Hedge funds hire Asia

Targeting the weak

A handful of large global hedge funds in Asia are taking advantage of a market downturn to poach from struggling buy-side rivals. But they’re not at all keen on candidates being laid off by the banks.

Point72 Asset Management is among the most expansionist funds, having taken on 31 people for its Hong Kong, Singapore and Tokyo offices in the year to August.

And the firm is still looking to hire, says a headhunter with knowledge of its Asian operations.

“It has an excellent grasp of who the top guys in the market are. Point72 tracks the best people at the competition and seldom needs to hire people who try to apply directly,” he adds. “Its message is ‘you’re in a good fund, but it’s had a tough year, so come join us.”

Other funds currently expanding in Asia include Balyasny Asset Management, Brevan Howard Asset Management, Caxton Associates, and Folger Hill Asset Management.

“A handful of big, well-performing global funds are doing most of the hiring in Asia. Few new funds are being set up, so the recruitment is very focused on the large players,” adds Stanley Teo, a director at Profile Search & Selection in Singapore.

“There’s no overall spike in hedge fund hiring in the region, if anything it’s slowed down,” says Will Tan, managing director at search firm Principle Partners in Singapore. “But these big funds are taking advantage of the slowdown. It’s a great time for them to speak to portfolio managers and analysts who have a push factor to leave other global funds whose AUM is falling.”

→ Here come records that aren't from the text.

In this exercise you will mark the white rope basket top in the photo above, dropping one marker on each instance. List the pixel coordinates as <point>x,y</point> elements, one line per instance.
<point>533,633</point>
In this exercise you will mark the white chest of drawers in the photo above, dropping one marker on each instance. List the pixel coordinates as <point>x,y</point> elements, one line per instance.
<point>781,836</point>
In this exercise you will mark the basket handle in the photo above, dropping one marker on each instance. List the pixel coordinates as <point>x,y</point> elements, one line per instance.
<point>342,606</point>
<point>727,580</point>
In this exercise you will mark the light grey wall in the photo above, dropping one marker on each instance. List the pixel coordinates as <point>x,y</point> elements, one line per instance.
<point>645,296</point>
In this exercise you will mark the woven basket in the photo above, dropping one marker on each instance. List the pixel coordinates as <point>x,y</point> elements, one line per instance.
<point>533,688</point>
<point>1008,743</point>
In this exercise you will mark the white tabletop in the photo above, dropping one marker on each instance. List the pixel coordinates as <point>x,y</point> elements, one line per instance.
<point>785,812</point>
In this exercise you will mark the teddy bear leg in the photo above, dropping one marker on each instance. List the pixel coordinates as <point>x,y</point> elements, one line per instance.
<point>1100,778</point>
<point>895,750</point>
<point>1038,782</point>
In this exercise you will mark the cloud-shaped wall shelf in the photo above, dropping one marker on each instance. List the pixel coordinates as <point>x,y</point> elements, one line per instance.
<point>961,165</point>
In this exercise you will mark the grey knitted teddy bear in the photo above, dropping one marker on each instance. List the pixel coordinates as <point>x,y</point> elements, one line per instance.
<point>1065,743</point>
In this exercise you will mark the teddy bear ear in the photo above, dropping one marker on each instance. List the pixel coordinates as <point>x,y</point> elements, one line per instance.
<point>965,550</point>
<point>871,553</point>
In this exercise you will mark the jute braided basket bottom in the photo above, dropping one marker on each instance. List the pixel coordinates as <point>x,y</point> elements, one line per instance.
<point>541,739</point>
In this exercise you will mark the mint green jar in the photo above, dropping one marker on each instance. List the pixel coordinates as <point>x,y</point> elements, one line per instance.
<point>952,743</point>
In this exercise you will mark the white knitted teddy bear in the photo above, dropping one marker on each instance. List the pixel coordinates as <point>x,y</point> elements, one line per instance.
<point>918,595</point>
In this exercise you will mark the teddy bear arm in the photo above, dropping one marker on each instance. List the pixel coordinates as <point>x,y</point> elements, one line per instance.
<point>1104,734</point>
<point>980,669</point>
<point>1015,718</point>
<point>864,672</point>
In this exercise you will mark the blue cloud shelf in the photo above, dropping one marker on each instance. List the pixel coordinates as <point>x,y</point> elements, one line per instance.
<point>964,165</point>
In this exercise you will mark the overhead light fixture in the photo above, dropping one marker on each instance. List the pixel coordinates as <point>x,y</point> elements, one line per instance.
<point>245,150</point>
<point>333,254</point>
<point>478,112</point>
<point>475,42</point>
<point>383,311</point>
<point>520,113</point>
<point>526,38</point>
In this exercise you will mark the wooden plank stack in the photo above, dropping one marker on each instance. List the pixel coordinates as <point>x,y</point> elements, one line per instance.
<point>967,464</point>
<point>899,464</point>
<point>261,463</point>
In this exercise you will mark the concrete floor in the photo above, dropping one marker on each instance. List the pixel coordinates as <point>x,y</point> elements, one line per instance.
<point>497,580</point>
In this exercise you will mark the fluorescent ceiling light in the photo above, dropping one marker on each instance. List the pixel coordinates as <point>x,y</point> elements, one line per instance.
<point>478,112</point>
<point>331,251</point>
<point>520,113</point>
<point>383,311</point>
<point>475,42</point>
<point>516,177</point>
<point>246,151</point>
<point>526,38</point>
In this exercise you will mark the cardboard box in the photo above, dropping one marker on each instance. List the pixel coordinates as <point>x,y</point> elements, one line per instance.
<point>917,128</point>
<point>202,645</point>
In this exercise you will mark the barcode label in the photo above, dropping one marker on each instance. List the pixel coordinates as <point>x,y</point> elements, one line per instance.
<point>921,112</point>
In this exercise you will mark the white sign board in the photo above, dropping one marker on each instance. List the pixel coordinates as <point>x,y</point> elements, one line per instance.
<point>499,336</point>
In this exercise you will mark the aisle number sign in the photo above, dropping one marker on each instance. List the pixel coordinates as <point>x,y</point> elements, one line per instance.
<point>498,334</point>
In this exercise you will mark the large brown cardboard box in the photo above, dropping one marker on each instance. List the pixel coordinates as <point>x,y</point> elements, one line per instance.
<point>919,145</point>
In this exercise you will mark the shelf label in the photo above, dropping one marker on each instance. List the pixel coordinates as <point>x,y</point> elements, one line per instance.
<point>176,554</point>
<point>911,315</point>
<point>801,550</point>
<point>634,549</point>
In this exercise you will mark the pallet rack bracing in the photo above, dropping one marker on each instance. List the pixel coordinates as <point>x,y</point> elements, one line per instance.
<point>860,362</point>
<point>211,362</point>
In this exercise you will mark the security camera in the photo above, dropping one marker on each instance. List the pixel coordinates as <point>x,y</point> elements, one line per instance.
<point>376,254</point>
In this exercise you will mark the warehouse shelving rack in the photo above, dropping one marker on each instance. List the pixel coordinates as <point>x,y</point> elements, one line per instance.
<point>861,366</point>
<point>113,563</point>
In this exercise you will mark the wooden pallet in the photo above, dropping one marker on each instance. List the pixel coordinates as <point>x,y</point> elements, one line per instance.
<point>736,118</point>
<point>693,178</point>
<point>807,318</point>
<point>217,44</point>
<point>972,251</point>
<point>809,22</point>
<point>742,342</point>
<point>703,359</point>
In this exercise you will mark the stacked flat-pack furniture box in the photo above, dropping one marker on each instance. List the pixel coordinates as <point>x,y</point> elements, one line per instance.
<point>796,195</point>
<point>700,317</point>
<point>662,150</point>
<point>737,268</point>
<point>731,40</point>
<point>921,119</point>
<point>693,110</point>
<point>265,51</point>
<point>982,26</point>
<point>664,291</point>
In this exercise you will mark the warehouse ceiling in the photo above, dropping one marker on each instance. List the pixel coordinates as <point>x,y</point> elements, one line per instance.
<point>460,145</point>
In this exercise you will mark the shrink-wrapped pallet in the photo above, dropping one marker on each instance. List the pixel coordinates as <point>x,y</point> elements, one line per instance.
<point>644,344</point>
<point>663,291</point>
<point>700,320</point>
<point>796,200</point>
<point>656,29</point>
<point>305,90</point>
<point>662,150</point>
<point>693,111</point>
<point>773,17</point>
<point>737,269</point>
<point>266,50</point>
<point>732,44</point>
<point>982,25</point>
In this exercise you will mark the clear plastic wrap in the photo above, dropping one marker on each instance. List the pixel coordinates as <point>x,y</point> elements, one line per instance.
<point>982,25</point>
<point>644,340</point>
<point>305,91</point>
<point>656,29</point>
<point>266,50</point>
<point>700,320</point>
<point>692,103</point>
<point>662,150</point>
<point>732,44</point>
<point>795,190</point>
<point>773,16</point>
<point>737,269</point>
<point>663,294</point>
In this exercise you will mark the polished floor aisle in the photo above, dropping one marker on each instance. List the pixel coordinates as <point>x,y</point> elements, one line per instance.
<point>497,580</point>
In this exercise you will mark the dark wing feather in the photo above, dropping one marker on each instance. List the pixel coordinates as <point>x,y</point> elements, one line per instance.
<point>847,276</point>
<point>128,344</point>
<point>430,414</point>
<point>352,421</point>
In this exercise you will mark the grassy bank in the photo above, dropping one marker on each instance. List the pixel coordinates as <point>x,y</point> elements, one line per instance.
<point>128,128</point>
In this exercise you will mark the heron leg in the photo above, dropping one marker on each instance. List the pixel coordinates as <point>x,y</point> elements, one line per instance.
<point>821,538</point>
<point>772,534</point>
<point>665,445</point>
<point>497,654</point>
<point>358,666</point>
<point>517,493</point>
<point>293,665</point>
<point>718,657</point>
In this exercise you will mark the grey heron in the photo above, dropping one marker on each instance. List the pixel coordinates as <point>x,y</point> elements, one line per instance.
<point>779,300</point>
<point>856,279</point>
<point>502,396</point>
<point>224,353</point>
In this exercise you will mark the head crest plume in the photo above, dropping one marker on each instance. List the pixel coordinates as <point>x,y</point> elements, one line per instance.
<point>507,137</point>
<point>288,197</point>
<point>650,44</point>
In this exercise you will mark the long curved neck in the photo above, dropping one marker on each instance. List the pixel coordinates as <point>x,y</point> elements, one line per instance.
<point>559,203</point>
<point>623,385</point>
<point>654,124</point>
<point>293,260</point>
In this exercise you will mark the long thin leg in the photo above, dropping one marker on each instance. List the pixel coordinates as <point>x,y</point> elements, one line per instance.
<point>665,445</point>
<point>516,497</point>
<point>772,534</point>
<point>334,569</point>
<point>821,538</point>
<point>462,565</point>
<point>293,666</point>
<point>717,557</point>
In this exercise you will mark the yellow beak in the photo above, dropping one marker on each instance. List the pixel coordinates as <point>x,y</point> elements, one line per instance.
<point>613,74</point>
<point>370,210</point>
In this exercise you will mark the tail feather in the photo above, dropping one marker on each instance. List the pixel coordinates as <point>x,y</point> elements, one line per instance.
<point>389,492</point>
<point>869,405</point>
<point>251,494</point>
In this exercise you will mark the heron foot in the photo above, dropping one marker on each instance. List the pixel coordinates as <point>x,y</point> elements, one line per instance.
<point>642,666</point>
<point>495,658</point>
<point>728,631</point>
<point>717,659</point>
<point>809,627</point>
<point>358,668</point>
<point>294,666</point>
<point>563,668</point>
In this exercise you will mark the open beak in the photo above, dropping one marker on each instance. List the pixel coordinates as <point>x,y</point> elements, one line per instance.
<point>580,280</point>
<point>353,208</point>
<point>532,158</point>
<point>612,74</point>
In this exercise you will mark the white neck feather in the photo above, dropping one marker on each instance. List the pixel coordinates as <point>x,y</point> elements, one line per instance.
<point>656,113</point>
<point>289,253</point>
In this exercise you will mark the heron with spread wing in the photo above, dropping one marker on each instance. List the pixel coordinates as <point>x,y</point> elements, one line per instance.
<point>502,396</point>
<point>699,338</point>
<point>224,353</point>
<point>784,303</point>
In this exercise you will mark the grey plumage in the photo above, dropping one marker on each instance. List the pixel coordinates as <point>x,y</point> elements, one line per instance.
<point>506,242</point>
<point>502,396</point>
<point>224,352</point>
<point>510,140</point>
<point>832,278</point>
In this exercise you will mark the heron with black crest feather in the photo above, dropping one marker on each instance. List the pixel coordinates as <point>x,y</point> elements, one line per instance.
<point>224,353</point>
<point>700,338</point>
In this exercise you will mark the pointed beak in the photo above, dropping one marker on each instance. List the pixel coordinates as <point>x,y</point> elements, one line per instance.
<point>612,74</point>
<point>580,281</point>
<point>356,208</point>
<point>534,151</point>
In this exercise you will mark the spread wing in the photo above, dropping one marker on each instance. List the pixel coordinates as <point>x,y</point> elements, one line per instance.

Asian funds have lagged behind their peers in other regions so far this year – partly due to market volatility in China – with average returns of 0.5% against a global average of 2.8%, according to Eurekahedge data.

Several funds been hit by this downturn – and headhunters say their staff are now being targeted by the likes of Point72.

Och-Ziff Capital Management, which has closed its credit business in Asia and was last week landed with a $400m bribery fine in the US, is among those being targeted. “It’s top people are all being looked at,” says the anonymous headhunter.

Tudor Investment, which shuttered its Singapore trading desk in September as part of wider global cuts, is another. “We already have their CVs and the big funds are interested in their macro portfolio managers. Tudor is a huge name and if you’ve been hired there it means you’re an above-average performer,” adds the headhunter.

Meanwhile, Pine River Capital Management closed its Asia multi-strategy hedge fund earlier this year, while TPG-Axon Capital Management closed its Hong Kong office last month.

Buy-side firms are, of course, not the only ones to be cutting jobs in Asia. Redundancies at investment banks in Asia – most recently Goldman Sachs and Bank of America – have left many senior bankers looking for work.

Are expansionist hedge funds taking advantage of this?

“No, they won’t be at all interested in the ex-Goldman people,” says Tan from Principle Partners.

“Not many bankers are going to hedge funds at the moment,” adds Teo from Profile. “In this job market there’s enough supply of talent from other hedge funds.”